More than seven in 10 people in England have been infected with Covid-19 since the start of the pandemic, according to the Office for National Statistics.
The estimate, the most detailed analysis to date, suggests 71% of people in England had caught Covid between 27 April 2020 and 11 February 2022. The proportion is likely to have risen further in the most recent Omicron wave, during which there was the highest prevalence at any time in the pandemic, including in older age groups that had previously had relatively low rates of infection.
Prof James Naismith, the director of the Rosalind Franklin Institute at the University of Oxford, said: “The total number of infected people was rising rapidly when the data stopped. The bottom line is the majority of people in the UK have had Covid-19.”

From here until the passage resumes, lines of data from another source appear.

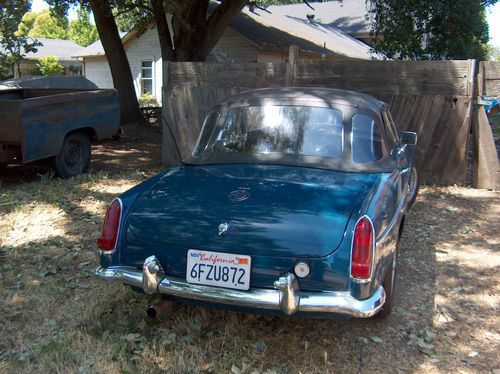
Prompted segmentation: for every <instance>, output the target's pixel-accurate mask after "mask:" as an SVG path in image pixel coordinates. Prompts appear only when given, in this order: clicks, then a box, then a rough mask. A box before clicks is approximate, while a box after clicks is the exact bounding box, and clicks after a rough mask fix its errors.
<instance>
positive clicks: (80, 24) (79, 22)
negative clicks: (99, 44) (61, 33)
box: [68, 6, 99, 47]
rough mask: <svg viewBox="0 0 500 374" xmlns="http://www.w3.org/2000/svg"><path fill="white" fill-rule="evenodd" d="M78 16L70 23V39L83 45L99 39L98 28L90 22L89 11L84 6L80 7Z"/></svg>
mask: <svg viewBox="0 0 500 374" xmlns="http://www.w3.org/2000/svg"><path fill="white" fill-rule="evenodd" d="M76 14H77V18H76V20H73V21H71V22H70V24H69V30H68V36H69V39H70V40H72V41H74V42H75V43H76V44H79V45H81V46H84V47H86V46H88V45H89V44H91V43H93V42H95V41H96V40H97V39H99V35H98V34H97V28H96V27H95V25H94V24H93V23H92V22H90V17H89V12H88V10H87V9H85V8H83V7H82V6H79V7H78V10H77V13H76Z"/></svg>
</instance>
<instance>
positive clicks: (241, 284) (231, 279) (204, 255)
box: [186, 249, 252, 290]
mask: <svg viewBox="0 0 500 374" xmlns="http://www.w3.org/2000/svg"><path fill="white" fill-rule="evenodd" d="M251 264H252V259H251V257H250V256H245V255H237V254H232V253H221V252H210V251H203V250H199V249H190V250H189V251H188V258H187V269H186V280H187V281H188V282H189V283H196V284H204V285H207V286H218V287H225V288H234V289H238V290H248V289H249V288H250V268H251Z"/></svg>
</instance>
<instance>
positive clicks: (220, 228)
mask: <svg viewBox="0 0 500 374" xmlns="http://www.w3.org/2000/svg"><path fill="white" fill-rule="evenodd" d="M227 230H229V223H226V222H223V223H221V224H220V225H219V236H221V235H223V234H225V233H226V232H227Z"/></svg>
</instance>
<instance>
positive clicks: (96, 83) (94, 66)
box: [83, 56, 113, 88]
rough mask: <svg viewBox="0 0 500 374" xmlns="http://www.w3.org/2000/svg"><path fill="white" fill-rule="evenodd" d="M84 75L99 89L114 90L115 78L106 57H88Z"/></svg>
mask: <svg viewBox="0 0 500 374" xmlns="http://www.w3.org/2000/svg"><path fill="white" fill-rule="evenodd" d="M84 61H85V63H84V67H83V70H84V75H85V77H86V78H87V79H89V80H90V81H92V82H94V83H95V84H96V85H97V86H98V87H99V88H113V78H112V77H111V70H110V69H109V65H108V60H107V59H106V57H104V56H103V57H86V58H85V60H84Z"/></svg>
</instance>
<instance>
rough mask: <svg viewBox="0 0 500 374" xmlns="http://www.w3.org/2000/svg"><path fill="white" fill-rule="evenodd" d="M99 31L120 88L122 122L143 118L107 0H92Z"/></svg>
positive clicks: (123, 51)
mask: <svg viewBox="0 0 500 374" xmlns="http://www.w3.org/2000/svg"><path fill="white" fill-rule="evenodd" d="M89 3H90V6H91V8H92V12H93V13H94V19H95V24H96V27H97V32H98V33H99V37H100V39H101V42H102V46H103V48H104V52H105V53H106V58H107V59H108V64H109V67H110V70H111V76H112V77H113V85H114V87H115V88H116V89H117V90H118V101H119V103H120V115H121V122H122V123H132V122H138V121H140V120H142V116H141V112H140V110H139V102H138V101H137V96H136V93H135V88H134V81H133V78H132V73H131V71H130V64H129V62H128V59H127V55H126V53H125V48H124V47H123V43H122V40H121V38H120V34H119V33H118V28H117V26H116V22H115V19H114V17H113V15H112V13H111V9H110V7H109V2H108V1H107V0H90V1H89Z"/></svg>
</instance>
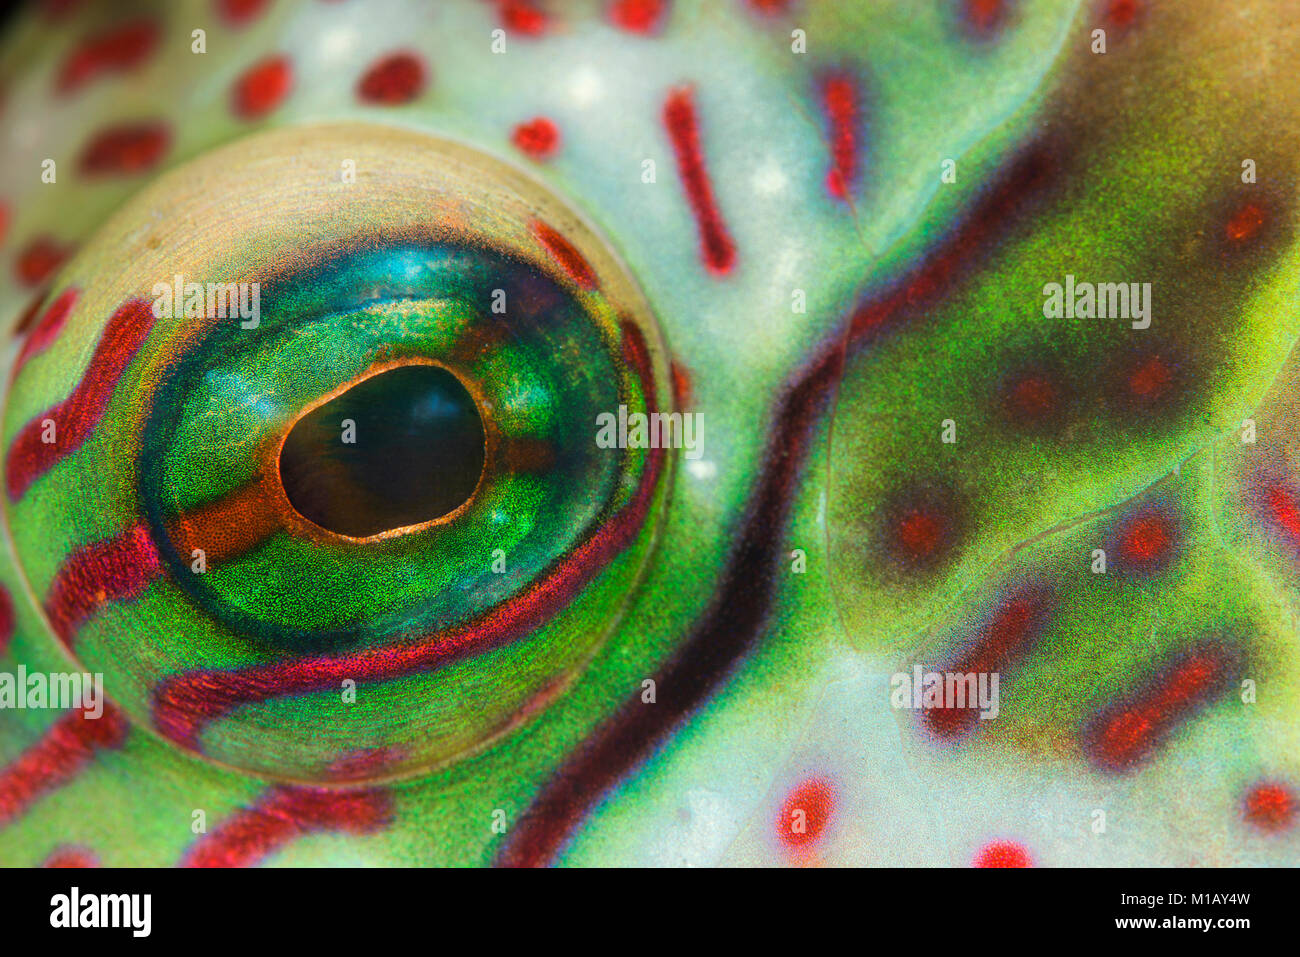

The analysis used a sample of 535,116 people who completed one or more tests as part of the UK coronavirus infection survey (CIS), which covers people over the age of two years living in private households.
Slightly lower proportions of the population were estimated to have been infected in Wales (56%) and Scotland (52%), but the figures are not directly comparable as the data covered a shorter time period, with Welsh data starting in June 2020 and Scotland in September 2020. In Northern Ireland, 72% of the population were estimated to have been infected.
Duncan Cook, the deputy director for the Covid-19 infection survey, said: “Today’s release is a valuable piece of the puzzle for understanding the impact of the pandemic across the UK.”
The analysis suggested that by October 2021, about one in three people in England had been infected and the proportion remained lower than a half until the emergence of the Omicron variant, which triggered a rapid rise in cases.
The proportions infected are likely to be even higher than the ONS estimates as in the most recent Covid wave, which coincided with the lifting of restrictions, there was a surge in the number of cases in the oldest age groups.
“In some regions of England today I would predict the portion of those who have had Covid-19 will easily exceed 80%,” said Naismith.
The findings come as the latest ONS survey shows Covid rates are continuing to fall across the UK, with about 3,218,700 people in England – one in 17 – having Covid in the week ending 16 April, down from about one in 15 the week before. Decreases were also seen in Wales (one in 15), Northern Ireland (one in 30) and Scotland (one in 19) and across all age groups.
“We continue to see a welcome decrease in infections across England, Northern Ireland and Scotland in today’s data. For the first time in several weeks, we are also seeing a decrease in Wales too,” said Cook.
“It’s encouraging to see that infections have decreased in all age groups across England. Despite the decrease in infections, it’s important to note that levels remain high. We continue to monitor these going forward.”
According to the latest government figures, the number of Covid patients in hospital and the number of weekly deaths linked to Covid is also falling in the UK.